BUT, then my camera decided that he needed to be replaced too.   My little old pocket Canon just wasn't able to do decent quilt shots.  Again, I went to my huge file of helpful hints on buying cameras, and after a good amount of discussion with the savvy saleslady at Penn Camera, I came home with my new Canon PowerShot G12.  I'm in love!  Unfortunately, I can't show you a photo of it, because....well.... you get it.

Now seriously, THIS has been my biggest problem:

width = 56", height from 33" to 17.5"

It's my "Fence" quilt.  Yes, it IS a quilt. From a previous posting, you'll see it was drawn on a big sheet of white fabric.  Then each twig or post was constructed with raw-edge applique (you can see that phase most easily, perhaps, on the tallest post which has several fabrics giving it dimension and the knots were added as well).  The piece uses dozens of different brown fabrics, shading from lightest to darkest  to indicate distance.  The entire sheet was then backed with Shirt-Tailor by Pellon to give it body (and three layers).  At that point, I did a heavy zig-zag in black around each and every twig, and then quilted each piece in a pattern that seemed to fit the fabric it was made of.  Finally, I took a very wide, beveled black market and colored a dense half-inch or so around every piece.  Then I cut out the fence.  It looks terrific in person, and what I especially like is the pattern of shadows created in the negative spaces behind the fence when it's just a bit off the design wall.

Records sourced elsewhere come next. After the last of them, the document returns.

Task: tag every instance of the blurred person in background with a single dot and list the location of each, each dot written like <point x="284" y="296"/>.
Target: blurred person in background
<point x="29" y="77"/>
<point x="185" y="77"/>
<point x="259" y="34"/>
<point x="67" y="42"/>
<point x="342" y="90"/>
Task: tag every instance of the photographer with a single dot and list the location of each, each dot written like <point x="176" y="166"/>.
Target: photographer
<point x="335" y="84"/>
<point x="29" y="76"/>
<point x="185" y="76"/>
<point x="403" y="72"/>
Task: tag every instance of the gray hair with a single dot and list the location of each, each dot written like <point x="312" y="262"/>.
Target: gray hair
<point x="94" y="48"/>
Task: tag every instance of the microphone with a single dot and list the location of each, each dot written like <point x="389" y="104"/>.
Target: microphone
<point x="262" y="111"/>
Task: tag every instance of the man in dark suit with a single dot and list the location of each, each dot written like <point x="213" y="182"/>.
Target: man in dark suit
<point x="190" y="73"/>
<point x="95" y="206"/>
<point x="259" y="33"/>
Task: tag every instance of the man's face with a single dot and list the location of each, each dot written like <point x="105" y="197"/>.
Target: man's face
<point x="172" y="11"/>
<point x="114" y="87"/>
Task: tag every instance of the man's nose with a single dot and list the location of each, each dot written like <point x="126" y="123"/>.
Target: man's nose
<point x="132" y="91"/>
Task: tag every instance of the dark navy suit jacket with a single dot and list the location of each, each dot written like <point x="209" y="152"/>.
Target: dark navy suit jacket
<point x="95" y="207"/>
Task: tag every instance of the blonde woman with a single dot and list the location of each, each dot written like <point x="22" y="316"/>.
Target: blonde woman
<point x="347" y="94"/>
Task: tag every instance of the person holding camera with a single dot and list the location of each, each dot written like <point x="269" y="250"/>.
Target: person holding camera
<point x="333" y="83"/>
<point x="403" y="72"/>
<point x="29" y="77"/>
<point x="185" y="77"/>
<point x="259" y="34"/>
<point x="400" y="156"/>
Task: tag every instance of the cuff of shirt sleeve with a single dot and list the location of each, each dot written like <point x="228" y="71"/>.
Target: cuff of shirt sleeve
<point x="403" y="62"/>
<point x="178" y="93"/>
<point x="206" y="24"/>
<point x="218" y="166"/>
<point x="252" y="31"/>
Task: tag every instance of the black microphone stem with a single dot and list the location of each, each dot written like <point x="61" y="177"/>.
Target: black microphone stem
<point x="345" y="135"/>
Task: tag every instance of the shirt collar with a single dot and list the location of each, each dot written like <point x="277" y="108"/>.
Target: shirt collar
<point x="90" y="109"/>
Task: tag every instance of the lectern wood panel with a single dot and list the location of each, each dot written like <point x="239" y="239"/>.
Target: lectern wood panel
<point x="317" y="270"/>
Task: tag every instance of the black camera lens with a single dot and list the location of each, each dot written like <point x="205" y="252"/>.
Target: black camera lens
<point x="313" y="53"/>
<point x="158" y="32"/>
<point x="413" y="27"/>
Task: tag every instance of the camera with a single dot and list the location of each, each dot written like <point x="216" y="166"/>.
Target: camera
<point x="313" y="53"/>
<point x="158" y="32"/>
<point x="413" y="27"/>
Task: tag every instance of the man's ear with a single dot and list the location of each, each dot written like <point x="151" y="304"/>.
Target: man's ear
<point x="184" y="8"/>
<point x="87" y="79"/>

The problem is that all my semi-formed ideas on how to hang this open-work piece have flopped.  More correctly, the piece was floppy.  So then I traced each twig to get a template, and cut out those shapes from the stiffest interfacing I could find, and stitched them on individually, thinking that the piece could still be rolled or folded if it were to be accepted into a quilt show.  Well, stiffening it helped, but I thought the upright posts needed to be more sturdy.  So I attached velcro to the back of these and cut 1/2" thick black foamcore and velcro'd them together.  Feh.  The velcro stuck together, but didn't stay attached to either surface.

And what quilt show would take a piece like this with NO SLEEVE?  Sigh.

I'll probably have to mount it on a fabric quilt WITH a sleeve.  But if you have any suggestions for keeping it as an openwork piece, I'd seriously love to hear from you!!!!